The three young Robsons had their TV in place for Christmas and early in 1969, Ipswich asked him to become manager at Portman Road. A year later they were bottom of Division One but, with great foresight, offered him an extension to his contract.

"At Ipswich I had the best job anyone could get," he smiled. "They gave me time to get it right. I was there for 14 years. I was helped by an understanding board of directors who treated defeat and victory much the same."

Robson also described his time at Ipswich as a "tranquil experience".

He said: "It prepared me for the England thing. I was reading the other day about Gerard Houllier's illness and all the pressure of this type of work and realised that I'd never once been to the doctor complaining of stress.

"I like Gerard. I admire what he's achieved. I wrote to him and told him that I didn't think anyone would repeat his achievement of winning five trophies. When he brought Liverpool to St James' Park he gave me two bottles of French wine and then beat us 2-0.
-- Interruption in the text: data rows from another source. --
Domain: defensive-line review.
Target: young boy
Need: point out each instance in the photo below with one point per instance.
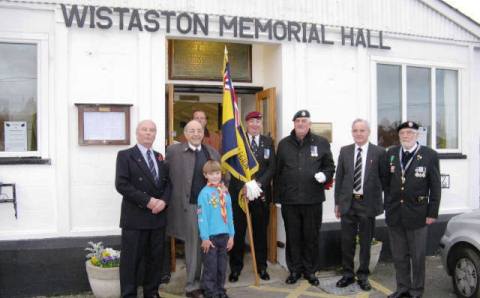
(215, 223)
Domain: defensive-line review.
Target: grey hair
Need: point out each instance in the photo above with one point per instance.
(361, 120)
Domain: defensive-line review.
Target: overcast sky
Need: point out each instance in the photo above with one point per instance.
(469, 7)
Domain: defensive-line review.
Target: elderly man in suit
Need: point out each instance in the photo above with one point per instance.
(264, 151)
(143, 181)
(359, 183)
(186, 161)
(412, 200)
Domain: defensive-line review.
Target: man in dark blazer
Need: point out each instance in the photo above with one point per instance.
(185, 162)
(264, 151)
(304, 166)
(142, 179)
(359, 183)
(412, 200)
"I hope he makes a full recovery, but I do I think we make too much of stress in this business. There's always a get-out for those who can't cope - get a job that doesn't give you a headache.

"I come from a mining village in the North-East and know that the bloke working in drudgery, trying to support a family on low pay, is the one under pressure.

"I don't think our game has ever been healthier. I'd love to be a player today. Look at what they're earning. Unless they're very stupid a top player can retire at 35 and never work again.

"When I was captain of West Bromwich Albion and England's right-half I had to live in a house near the ground because I couldn't afford a car to get me to training."

Today Robson is wealthy, famous and rightly regarded as something of a national treasure. He will be 69 in February.

"I can't give up football now," he grinned. "I've no desire to spend every Saturday afternoon in Tesco. I have a 12 month, roll-on contract. Every day I've got 12 months to go. Suits me nicely."